BancorpSouth to acquire Texas First Bancshares

BancorpSouth Bank recently announced the signing of a definitive merger agreement with Texas First Bancshares Inc., the parent company of Texas First State Bank, pursuant to which Texas First will be merged with and into BancorpSouth.

Texas First, which was founded in 1906 in Riesel, operates six full-service banking offices in the Waco and Killeen-Temple metropolitan statistical areas. The merger will expand BancorpSouth’s presence in Central Texas by increasing the bank’s deposit market share and providing opportunities for continued expansion along the rapidly growing I-35 corridor between Austin and Dallas/Fort Worth.
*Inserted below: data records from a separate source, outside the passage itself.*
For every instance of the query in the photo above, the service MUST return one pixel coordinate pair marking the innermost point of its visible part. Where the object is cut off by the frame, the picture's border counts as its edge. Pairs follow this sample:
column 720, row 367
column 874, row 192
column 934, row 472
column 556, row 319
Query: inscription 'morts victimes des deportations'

As of June 30, Texas First, on a consolidated basis, reported total assets of $391.3 million, total loans of $162.6 million and total deposits of $356.6 million. Upon consummation of the merger, BancorpSouth will have 76 full-service banking offices, five mortgage loan production offices and four insurance offices in Texas with total deposits of approximately $3.8 billion and total loans of approximately $4.3 billion.

Under the terms of the merger agreement, BancorpSouth will issue 1.065 million shares of common stock plus $13 million in cash for all outstanding shares of Texas First Bancshares capital stock, subject to certain conditions and potential adjustments. The terms of the merger agreement provide for a collar with respect to the total deal value ranging from $38.8 million to $46.5 million.

“We look forward to welcoming Texas First’s customers, teammates and shareholders to the Bancorp-South family,” stated BancorpSouth Chairman and CEO Dan Rollins. “This merger is a great fit both geographically and culturally for the bank. It will allow us to enhance our market presence in Central Texas, as well as add a great team of bankers who share our focus on customer commitment and community involvement.”

Texas First Chairman and CEO Rodney Kroll said, “This is an excellent opportunity for us to become part of a regional bank, which will allow us to offer customers an expanded suite of products and services, as well as deepen our commitment to supporting and giving back to the communities we serve.”

The merger, expected to close during the first half of 2020, has been unanimously approved by the boards of directors of both companies.